Кмитич снова лег, обдумывая странный сон. Ему приснилась Елена. Он смотрел на нее со дна ямы смертников, в которой сидел в заточении в Стамбуле. Она же заглядывала вниз, сидя на корточках у края, как тогда, когда сбрасывала вниз веревку и нож. Только сейчас, во сне, Елена держала веревку перед собой. На веревке было три узла.
— Ветер — твой союзник! Вызывай ветер! Ветер! — кричала Елена через чадру, закрывавшую ее лицо до самых глаз…
«Ветер — твой союзник… Ветер?» — Кмитич думал и не мог понять, что бы это значило. Но уже через несколько минут он, смертельно уставший за день, вновь провалился в глубокий сон…
* * *
Перебежчики подтвердили, что у Гусейна-паши в лагере размещено до ста двадцати орудий, тогда как у Собесского их было всего пятьдесят. Общее число ратников у турок тоже оказалось внушительным — около тридцати тысяч, вместе с гарнизоном крепости и табором. Это сильно озадачило и Кмитича, и Собесского, и всех остальных. Теперь уже пришла очередь и Кмитича краснеть: прав все же оказался Яблоновский — теперь турок было и в самом деле больше: пехота Гусейна числом втрое превосходила гетманскую. Одних только янычар — отборных отчаянных воинов — стояло на валах и сидело за стенами Хотина более семнадцати тысяч. Но гетман не переставая повторял то, что сказал еще на совете Кмитич:
— Один наш солдат трех турок стоит, а нас с ними поровну…
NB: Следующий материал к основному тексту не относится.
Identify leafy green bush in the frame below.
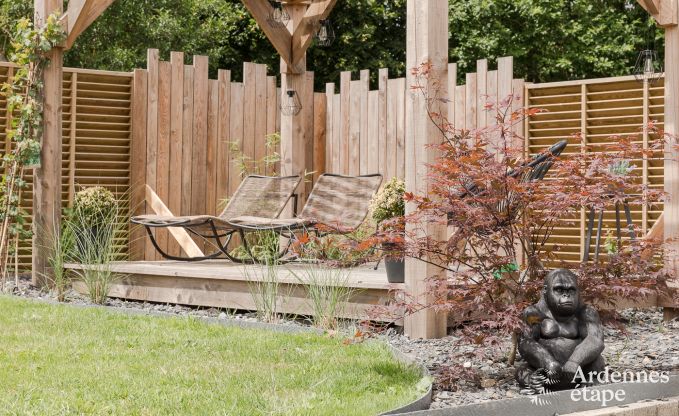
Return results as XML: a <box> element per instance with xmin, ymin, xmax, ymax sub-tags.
<box><xmin>370</xmin><ymin>177</ymin><xmax>406</xmax><ymax>223</ymax></box>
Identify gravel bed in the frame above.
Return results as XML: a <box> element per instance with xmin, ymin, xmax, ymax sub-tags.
<box><xmin>6</xmin><ymin>278</ymin><xmax>679</xmax><ymax>409</ymax></box>
<box><xmin>387</xmin><ymin>309</ymin><xmax>679</xmax><ymax>409</ymax></box>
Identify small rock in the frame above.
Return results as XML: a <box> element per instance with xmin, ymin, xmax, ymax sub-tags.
<box><xmin>481</xmin><ymin>378</ymin><xmax>497</xmax><ymax>389</ymax></box>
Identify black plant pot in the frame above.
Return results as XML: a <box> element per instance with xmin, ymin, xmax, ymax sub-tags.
<box><xmin>384</xmin><ymin>257</ymin><xmax>406</xmax><ymax>283</ymax></box>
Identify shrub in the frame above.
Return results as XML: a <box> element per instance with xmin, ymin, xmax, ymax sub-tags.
<box><xmin>378</xmin><ymin>65</ymin><xmax>667</xmax><ymax>390</ymax></box>
<box><xmin>370</xmin><ymin>177</ymin><xmax>406</xmax><ymax>223</ymax></box>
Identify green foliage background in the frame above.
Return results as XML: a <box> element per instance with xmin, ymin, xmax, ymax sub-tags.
<box><xmin>0</xmin><ymin>0</ymin><xmax>662</xmax><ymax>89</ymax></box>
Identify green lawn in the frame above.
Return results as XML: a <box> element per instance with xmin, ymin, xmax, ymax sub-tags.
<box><xmin>0</xmin><ymin>296</ymin><xmax>420</xmax><ymax>416</ymax></box>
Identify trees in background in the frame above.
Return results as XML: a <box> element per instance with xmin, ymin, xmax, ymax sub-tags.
<box><xmin>0</xmin><ymin>0</ymin><xmax>662</xmax><ymax>88</ymax></box>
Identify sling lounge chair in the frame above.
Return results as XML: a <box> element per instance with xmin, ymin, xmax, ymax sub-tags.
<box><xmin>130</xmin><ymin>175</ymin><xmax>302</xmax><ymax>262</ymax></box>
<box><xmin>229</xmin><ymin>173</ymin><xmax>382</xmax><ymax>259</ymax></box>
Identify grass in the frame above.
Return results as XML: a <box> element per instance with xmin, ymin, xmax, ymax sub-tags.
<box><xmin>0</xmin><ymin>296</ymin><xmax>420</xmax><ymax>415</ymax></box>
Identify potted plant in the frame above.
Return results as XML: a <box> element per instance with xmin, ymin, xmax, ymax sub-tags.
<box><xmin>370</xmin><ymin>177</ymin><xmax>405</xmax><ymax>283</ymax></box>
<box><xmin>69</xmin><ymin>186</ymin><xmax>118</xmax><ymax>259</ymax></box>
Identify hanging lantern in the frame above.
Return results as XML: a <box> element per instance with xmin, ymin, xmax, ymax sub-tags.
<box><xmin>314</xmin><ymin>19</ymin><xmax>335</xmax><ymax>46</ymax></box>
<box><xmin>266</xmin><ymin>1</ymin><xmax>290</xmax><ymax>28</ymax></box>
<box><xmin>281</xmin><ymin>90</ymin><xmax>302</xmax><ymax>116</ymax></box>
<box><xmin>634</xmin><ymin>49</ymin><xmax>663</xmax><ymax>84</ymax></box>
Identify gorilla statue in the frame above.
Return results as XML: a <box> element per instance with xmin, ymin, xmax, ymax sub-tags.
<box><xmin>516</xmin><ymin>269</ymin><xmax>605</xmax><ymax>394</ymax></box>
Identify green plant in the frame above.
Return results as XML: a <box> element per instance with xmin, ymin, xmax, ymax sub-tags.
<box><xmin>41</xmin><ymin>213</ymin><xmax>74</xmax><ymax>302</ymax></box>
<box><xmin>64</xmin><ymin>188</ymin><xmax>128</xmax><ymax>304</ymax></box>
<box><xmin>290</xmin><ymin>263</ymin><xmax>357</xmax><ymax>330</ymax></box>
<box><xmin>0</xmin><ymin>14</ymin><xmax>65</xmax><ymax>288</ymax></box>
<box><xmin>230</xmin><ymin>133</ymin><xmax>281</xmax><ymax>177</ymax></box>
<box><xmin>242</xmin><ymin>261</ymin><xmax>287</xmax><ymax>322</ymax></box>
<box><xmin>370</xmin><ymin>177</ymin><xmax>406</xmax><ymax>223</ymax></box>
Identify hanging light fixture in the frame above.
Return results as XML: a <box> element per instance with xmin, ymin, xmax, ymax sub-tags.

— Подождем вторую половину войска Потоцкого, — советовали некоторые, но Собесский решил:
— Не, ждать не будем…
Армия спешно готовилась к осаде табора…
Начало Хотинской битвы
Кмитич, проезжая мимо бивака хохочущих казаков, остановился, прислушиваясь, о чем же там разговаривают эти непринужденные южане. А казаки слушали деда Богдана. Этому худенькому седому старичку было уже за семьдесят, но он также пришел освобождать Хотин и сжимал своими морщинистыми руками длинный мушкет. Несмотря на возраст дед Богдан был шустрым и веселым казачком, которого, похоже, абсолютно все любили за его оптимизм и уважали за его седины и нешуточный боевой опыт. Ну а историй дед Богдан знавал, словно целая библиотека. Сейчас дед вспоминал, как ровно пятьдесят лет назад турки уже были наголову разбиты в Хотине. Кмитич заинтересовался и даже слез с коня, тихо пристроившись около казаков, слушая рассказ деда Богдана.
— Поляки, как и сейчас, на турок нашими силами двинули. Если бы не мы, казаки, то не разбили бы султана! — вещал дед Богдан, с важным видом пыхтя дымящейся люлькой, — мне в ту пору двадцать годков всего было, а помню все как сейчас! Во сеча была, хлопцы! Турок было видимо-невидимо! Но наш атаман Сагайдачный, царствие ему небесное, тоже не прост был. Мы бились малым числом, да с умением. Тремя шеренгами, сидя, лежа и стоя стреляли в турка. А он на нас на боевых слонах! — и дед, отложив люльку, растянул руки в стороны, словно хвастаясь вчерашним уловом в Днестре.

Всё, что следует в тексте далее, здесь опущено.